Hathi has also faced criticism over her management of the Oregon Health Plan, which had faced major financial and care access concerns even before the effects of federal changes passed by Congress last year hit. Despite Hathi speaking publicly against private equity and health care consolidation, executives with Oregon-based companies like PacificSource and Moda Health have complained of missteps by the agency that hurt their ability to continue providing care.
Former health authority Director Patrick Allen had resigned after Kotek had spoken on the campaign trail of her intent to fire him, instead taking a similar job in New Mexico.
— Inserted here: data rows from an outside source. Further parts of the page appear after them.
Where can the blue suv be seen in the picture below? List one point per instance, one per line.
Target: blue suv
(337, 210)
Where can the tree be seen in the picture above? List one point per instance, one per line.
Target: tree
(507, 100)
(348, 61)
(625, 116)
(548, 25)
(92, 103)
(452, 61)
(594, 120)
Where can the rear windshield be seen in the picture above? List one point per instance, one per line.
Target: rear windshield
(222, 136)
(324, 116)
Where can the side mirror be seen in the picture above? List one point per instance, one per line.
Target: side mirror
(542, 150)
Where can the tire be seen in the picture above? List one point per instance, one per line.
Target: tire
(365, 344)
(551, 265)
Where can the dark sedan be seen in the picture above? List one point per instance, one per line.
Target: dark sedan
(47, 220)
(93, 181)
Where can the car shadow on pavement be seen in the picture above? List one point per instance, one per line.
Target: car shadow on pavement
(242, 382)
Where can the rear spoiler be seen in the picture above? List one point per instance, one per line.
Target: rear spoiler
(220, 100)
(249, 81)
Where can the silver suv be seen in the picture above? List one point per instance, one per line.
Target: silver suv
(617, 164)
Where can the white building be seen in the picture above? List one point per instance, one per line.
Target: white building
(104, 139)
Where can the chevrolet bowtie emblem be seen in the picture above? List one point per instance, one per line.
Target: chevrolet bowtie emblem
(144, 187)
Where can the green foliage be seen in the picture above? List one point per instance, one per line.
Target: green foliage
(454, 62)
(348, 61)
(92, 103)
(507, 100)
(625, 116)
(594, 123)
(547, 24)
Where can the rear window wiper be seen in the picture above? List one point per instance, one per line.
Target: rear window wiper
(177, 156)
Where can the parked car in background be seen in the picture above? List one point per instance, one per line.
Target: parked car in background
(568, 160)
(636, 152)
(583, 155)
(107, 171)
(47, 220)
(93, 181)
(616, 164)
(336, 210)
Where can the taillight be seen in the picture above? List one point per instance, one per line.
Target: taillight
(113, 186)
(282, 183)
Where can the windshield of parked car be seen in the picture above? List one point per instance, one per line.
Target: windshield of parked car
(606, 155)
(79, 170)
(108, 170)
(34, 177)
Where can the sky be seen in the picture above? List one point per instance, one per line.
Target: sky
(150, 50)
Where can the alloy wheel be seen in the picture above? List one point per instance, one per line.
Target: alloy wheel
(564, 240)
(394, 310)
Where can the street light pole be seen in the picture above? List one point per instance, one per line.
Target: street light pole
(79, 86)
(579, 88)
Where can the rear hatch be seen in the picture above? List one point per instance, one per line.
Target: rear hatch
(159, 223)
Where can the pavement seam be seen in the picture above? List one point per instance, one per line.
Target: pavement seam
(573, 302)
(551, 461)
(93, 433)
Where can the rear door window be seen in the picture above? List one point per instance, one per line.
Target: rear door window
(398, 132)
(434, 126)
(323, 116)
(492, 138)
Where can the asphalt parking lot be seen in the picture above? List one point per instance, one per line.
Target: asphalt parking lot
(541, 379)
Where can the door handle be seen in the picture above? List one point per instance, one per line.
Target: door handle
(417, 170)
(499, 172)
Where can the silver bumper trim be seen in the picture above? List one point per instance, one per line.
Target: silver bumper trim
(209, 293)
Now an executive at Montana’s worker’s comp insurance company, he said he’s been hearing concerns for a year of a leadership void as the problems in the state health care system and industry get worse — and that the state’s leadership is playing the role that “we are a victim of those changes,” as opposed to “exerting influence” to change things.
“I would say that running OHA is a tough job under any circumstances. And being new to the state, being unfamiliar with its health reform history and not having relationship with a lot of key players puts you behind the curve no matter what,” he said. “We've been in a time of post-pandemic turmoil of health care generally in the state that calls out for strong leadership — to engage a lot of voices and a lot of perspective to figure out where the state goes from here. And, for probably a variety of reasons, there's not been anybody, OHA or anybody else, who's been able to step up and convene that conversation.”